Should they protest until change happens, or should change happen by changing the mainstream celebration?


Ngaala kaaditj Noongar moort keyen kaadak midja boodja

On Australia Day in 2013, I blogged as a native, but not indigenous, Australian that we should prize the anger that comes from seeing this day as Invasion Day: anger that fuels social justice and reconciliation. I believed that we should celebrate the Aboriginal culture, with its complexity, subtlety and beauty, that has survived as Survival Day, and even rejoice in the culture that came from Europe but which has now been modified by its exposure to Aboriginal culture.

Australians all, let us rejoice seemed to be the theme of my blog six Australia Days ago. I still think my piece said it well for a whitefella.

But there has been a change in six years. The #changethedate campaign has made Australians more uncomfortable about celebrating on Invasion Day. But that campaign and others has also had another effect: it has empowered Aboriginal people to make something else of Australia Day.

Yothu Yindi. Photo Mushroom Music

Yesterday on the ABC I watched a smoking ceremony, I was welcomed to Eora country, I heard Yothu Yindi sing Tjapana and Treaty, I thrilled at superb didjeridoo playing, I was intrigued by those who spoke in language, and I felt unexpectedly proud when Advance Australia Fair was sung in an Aboriginal tongue.

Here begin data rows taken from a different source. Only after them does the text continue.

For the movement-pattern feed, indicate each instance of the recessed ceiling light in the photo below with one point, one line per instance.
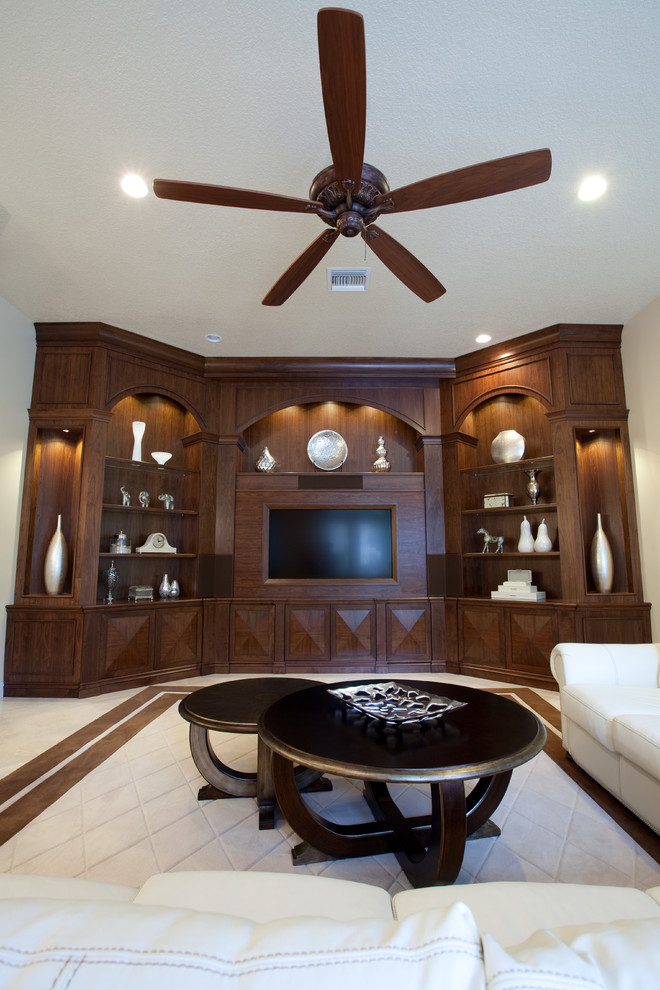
(133, 185)
(592, 188)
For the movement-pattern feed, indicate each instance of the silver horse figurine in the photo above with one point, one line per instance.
(488, 539)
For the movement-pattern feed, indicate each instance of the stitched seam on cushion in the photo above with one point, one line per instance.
(578, 981)
(640, 734)
(236, 974)
(155, 956)
(74, 971)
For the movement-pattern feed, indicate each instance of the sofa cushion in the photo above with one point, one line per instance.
(512, 911)
(637, 738)
(265, 897)
(102, 946)
(606, 663)
(63, 888)
(595, 706)
(624, 955)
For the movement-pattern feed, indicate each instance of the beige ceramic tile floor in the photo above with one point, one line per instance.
(137, 813)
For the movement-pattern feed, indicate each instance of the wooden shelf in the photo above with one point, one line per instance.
(508, 467)
(126, 464)
(151, 556)
(114, 507)
(504, 509)
(515, 553)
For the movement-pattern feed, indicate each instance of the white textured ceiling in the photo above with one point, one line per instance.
(228, 92)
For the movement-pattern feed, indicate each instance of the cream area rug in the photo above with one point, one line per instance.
(117, 800)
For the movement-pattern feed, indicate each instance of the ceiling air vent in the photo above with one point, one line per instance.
(348, 279)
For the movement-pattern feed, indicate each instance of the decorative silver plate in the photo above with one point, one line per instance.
(327, 450)
(399, 704)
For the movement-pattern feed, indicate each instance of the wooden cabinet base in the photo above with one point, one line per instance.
(78, 652)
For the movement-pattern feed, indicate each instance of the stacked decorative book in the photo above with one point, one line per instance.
(519, 586)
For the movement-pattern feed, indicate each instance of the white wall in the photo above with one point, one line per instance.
(18, 348)
(641, 371)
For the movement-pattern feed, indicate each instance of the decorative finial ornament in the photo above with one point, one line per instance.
(381, 463)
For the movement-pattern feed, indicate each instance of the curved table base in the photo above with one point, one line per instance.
(226, 782)
(430, 848)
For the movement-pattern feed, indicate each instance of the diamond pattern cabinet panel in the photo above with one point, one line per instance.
(532, 635)
(481, 636)
(307, 633)
(408, 632)
(354, 633)
(127, 642)
(252, 633)
(178, 638)
(42, 653)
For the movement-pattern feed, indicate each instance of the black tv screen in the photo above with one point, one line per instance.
(330, 544)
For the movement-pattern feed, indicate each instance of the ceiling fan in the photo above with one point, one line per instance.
(349, 195)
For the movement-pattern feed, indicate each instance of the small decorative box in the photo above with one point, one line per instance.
(140, 593)
(499, 501)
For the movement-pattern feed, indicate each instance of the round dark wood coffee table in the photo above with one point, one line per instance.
(482, 741)
(235, 706)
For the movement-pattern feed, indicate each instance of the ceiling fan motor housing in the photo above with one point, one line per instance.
(349, 218)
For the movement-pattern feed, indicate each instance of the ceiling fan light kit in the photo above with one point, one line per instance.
(350, 195)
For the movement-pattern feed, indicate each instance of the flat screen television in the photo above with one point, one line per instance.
(330, 544)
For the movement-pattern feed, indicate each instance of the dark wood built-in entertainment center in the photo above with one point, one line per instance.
(561, 388)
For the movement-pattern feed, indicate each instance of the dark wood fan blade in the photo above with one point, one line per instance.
(403, 264)
(198, 192)
(344, 84)
(296, 273)
(473, 182)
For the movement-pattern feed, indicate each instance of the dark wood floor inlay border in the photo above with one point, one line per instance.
(115, 728)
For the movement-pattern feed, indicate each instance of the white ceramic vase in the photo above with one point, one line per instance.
(526, 541)
(138, 433)
(266, 463)
(602, 567)
(56, 563)
(542, 543)
(507, 447)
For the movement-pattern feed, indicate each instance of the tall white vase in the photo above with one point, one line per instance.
(526, 541)
(138, 433)
(602, 567)
(542, 543)
(56, 563)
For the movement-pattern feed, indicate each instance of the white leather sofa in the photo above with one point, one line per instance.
(610, 717)
(261, 931)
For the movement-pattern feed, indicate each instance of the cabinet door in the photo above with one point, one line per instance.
(307, 633)
(481, 635)
(354, 632)
(178, 636)
(408, 632)
(127, 642)
(532, 634)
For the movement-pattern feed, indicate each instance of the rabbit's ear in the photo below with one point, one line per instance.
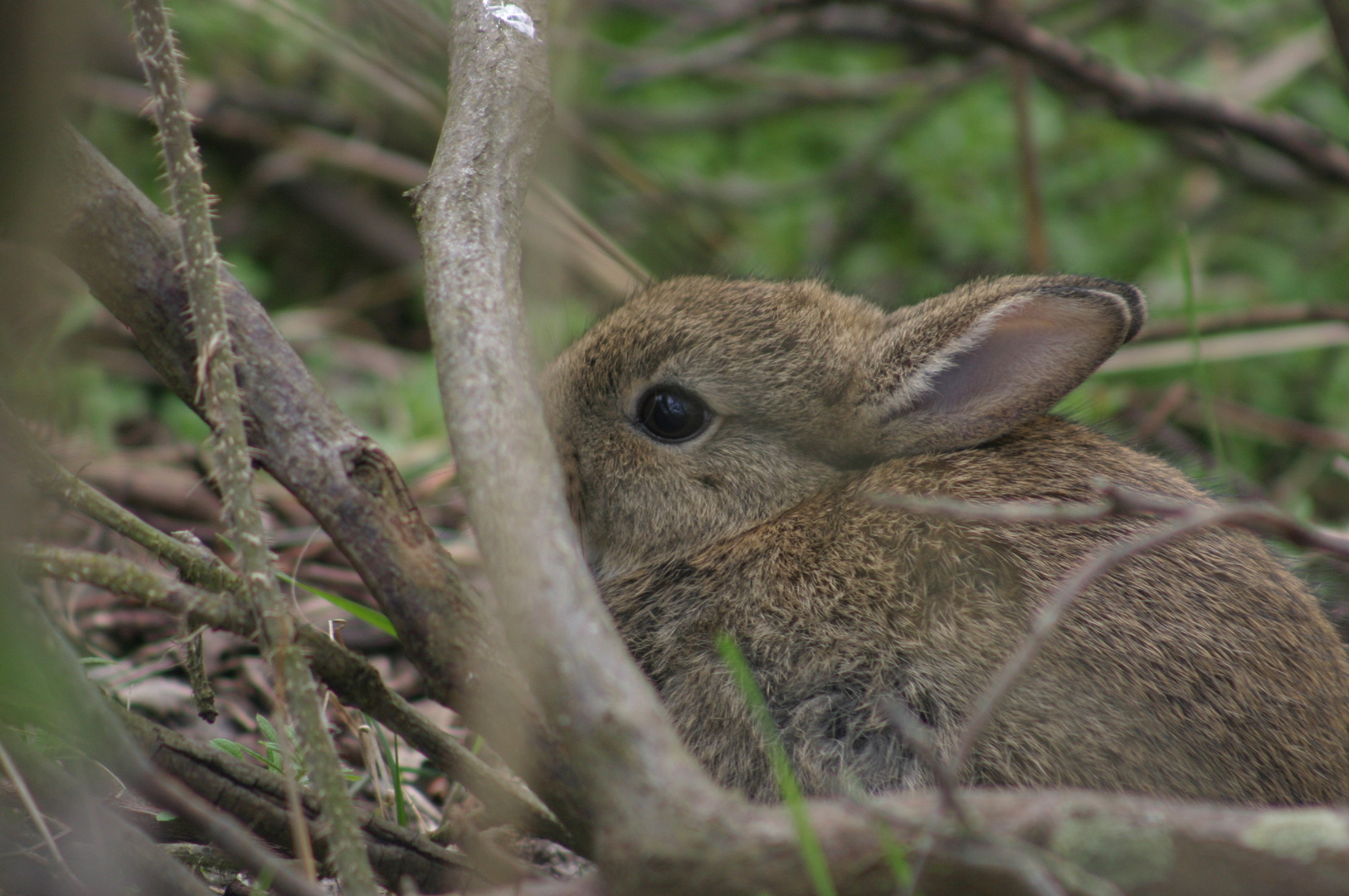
(967, 368)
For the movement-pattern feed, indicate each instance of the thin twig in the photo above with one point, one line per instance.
(919, 737)
(30, 806)
(351, 678)
(1058, 605)
(196, 563)
(217, 383)
(1132, 97)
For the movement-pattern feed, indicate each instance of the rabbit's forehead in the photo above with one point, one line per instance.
(771, 335)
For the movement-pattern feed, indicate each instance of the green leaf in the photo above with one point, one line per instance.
(230, 747)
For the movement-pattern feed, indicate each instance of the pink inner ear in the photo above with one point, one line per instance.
(1034, 350)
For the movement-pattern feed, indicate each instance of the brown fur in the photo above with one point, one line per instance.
(1200, 670)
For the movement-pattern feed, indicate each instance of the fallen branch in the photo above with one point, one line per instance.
(258, 796)
(124, 249)
(349, 676)
(1132, 97)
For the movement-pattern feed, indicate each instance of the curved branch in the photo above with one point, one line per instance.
(1137, 99)
(124, 249)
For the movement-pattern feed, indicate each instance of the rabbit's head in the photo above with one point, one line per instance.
(704, 407)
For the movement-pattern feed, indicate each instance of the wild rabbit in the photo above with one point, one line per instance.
(721, 441)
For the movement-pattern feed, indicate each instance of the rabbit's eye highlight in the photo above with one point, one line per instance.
(670, 413)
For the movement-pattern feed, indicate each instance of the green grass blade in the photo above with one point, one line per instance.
(1198, 370)
(359, 610)
(811, 850)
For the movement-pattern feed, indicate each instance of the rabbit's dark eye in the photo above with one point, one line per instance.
(672, 415)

It was an ABC concert, so I wasn’t surprised that actor and PlaySchool presenter Luke Carroll acted as one of the hosts, but his presence was a pointer to the extent to which the concert was coloured black! It was an Aboriginal takeover, and I felt moved. I felt pride that this was our land, and I felt warmly welcomed into its deep culture. 

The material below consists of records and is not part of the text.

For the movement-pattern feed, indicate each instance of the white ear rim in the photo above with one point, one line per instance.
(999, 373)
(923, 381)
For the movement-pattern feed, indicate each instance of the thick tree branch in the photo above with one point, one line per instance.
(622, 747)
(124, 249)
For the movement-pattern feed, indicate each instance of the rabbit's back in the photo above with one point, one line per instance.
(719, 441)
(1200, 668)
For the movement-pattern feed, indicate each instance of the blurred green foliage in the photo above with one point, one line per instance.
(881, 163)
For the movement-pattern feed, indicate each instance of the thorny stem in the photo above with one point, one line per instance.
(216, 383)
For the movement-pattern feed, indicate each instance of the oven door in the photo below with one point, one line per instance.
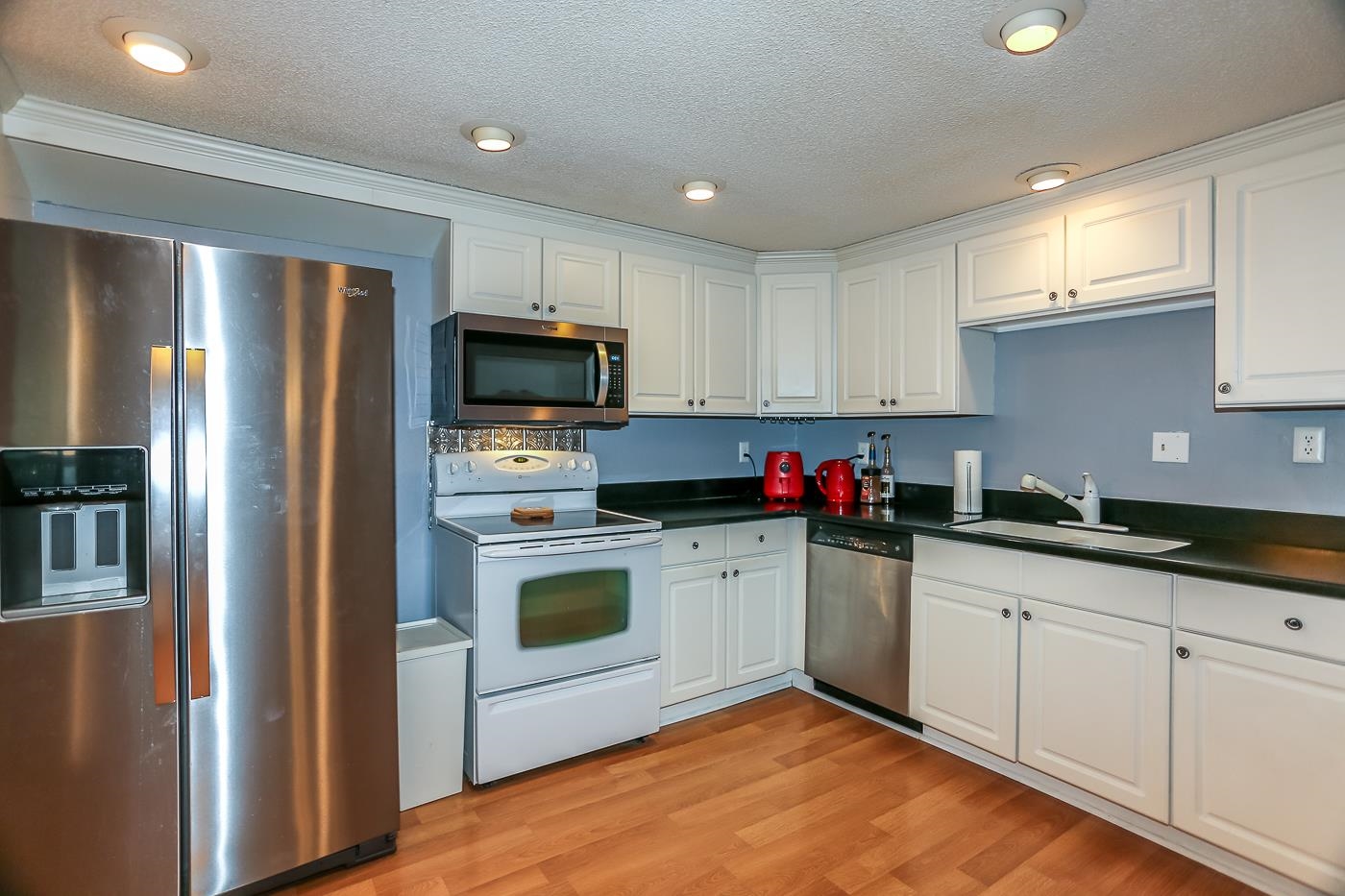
(555, 608)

There were intense emotions expressed on the streets of capital cities at Invasion Day marches, and it is obvious that not all Indigenous people agree on strategy: should they protest until change happens, or should change happen by changing the mainstream celebration?

Source: Getty

Whichever is the most effective strategy, Aboriginal people are speaking loudly. They must say whether Australia Day can be rescued or whether we can only express our belonging together on a day without the historical resonances of invasion and frontier wars.

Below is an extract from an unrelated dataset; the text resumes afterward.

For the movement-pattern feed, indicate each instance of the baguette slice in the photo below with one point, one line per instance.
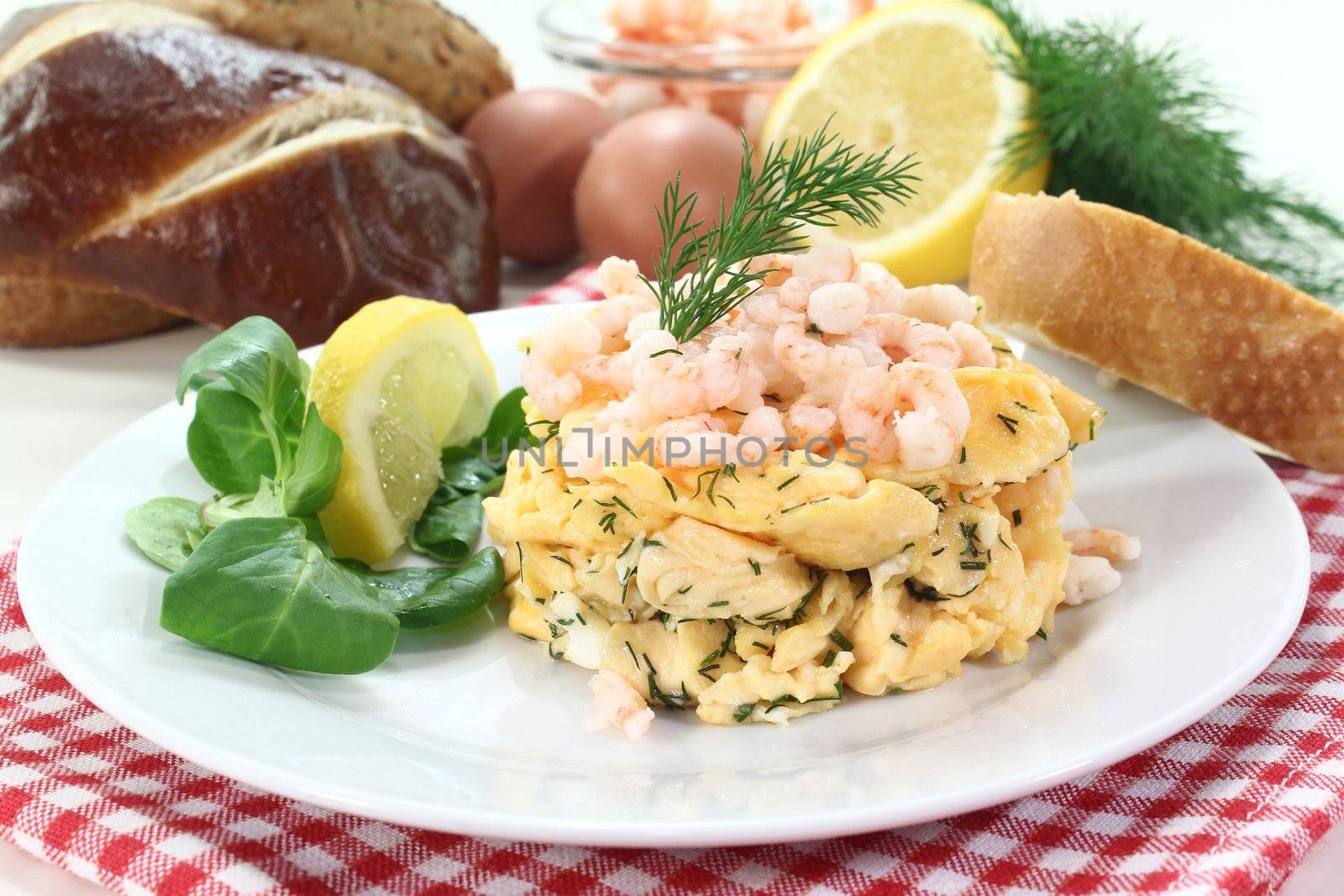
(1168, 313)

I for one look forward to a celebratory date with Aboriginal and all Australians.

Author: Ted Witham

Husband and father, Grandfather.Franciscan, writer and Anglican priest.

2 thoughts on “A Date with Australia”

  1. @StevenSecker. Thanks for your reply, Steven, lost somewhere in my computer. But I value your comments. Australia Day is about Sydney, and our [Western Australian] history is different. I’m not sure that January 1, 1901 has taken an imaginative hold on our imaginations, but in both cases, Aboriginal Australia was overlooked – invisible to our forefathers.
    The practical reconciliation conservative politicians speak of, the important disparities in health, prisons, access to wealth and opportunity, is impossible to achieve without ‘symbolic’ reconciliation. As a country, we will fall behind the symbols of Days of Celebration etc. We just need the right ones.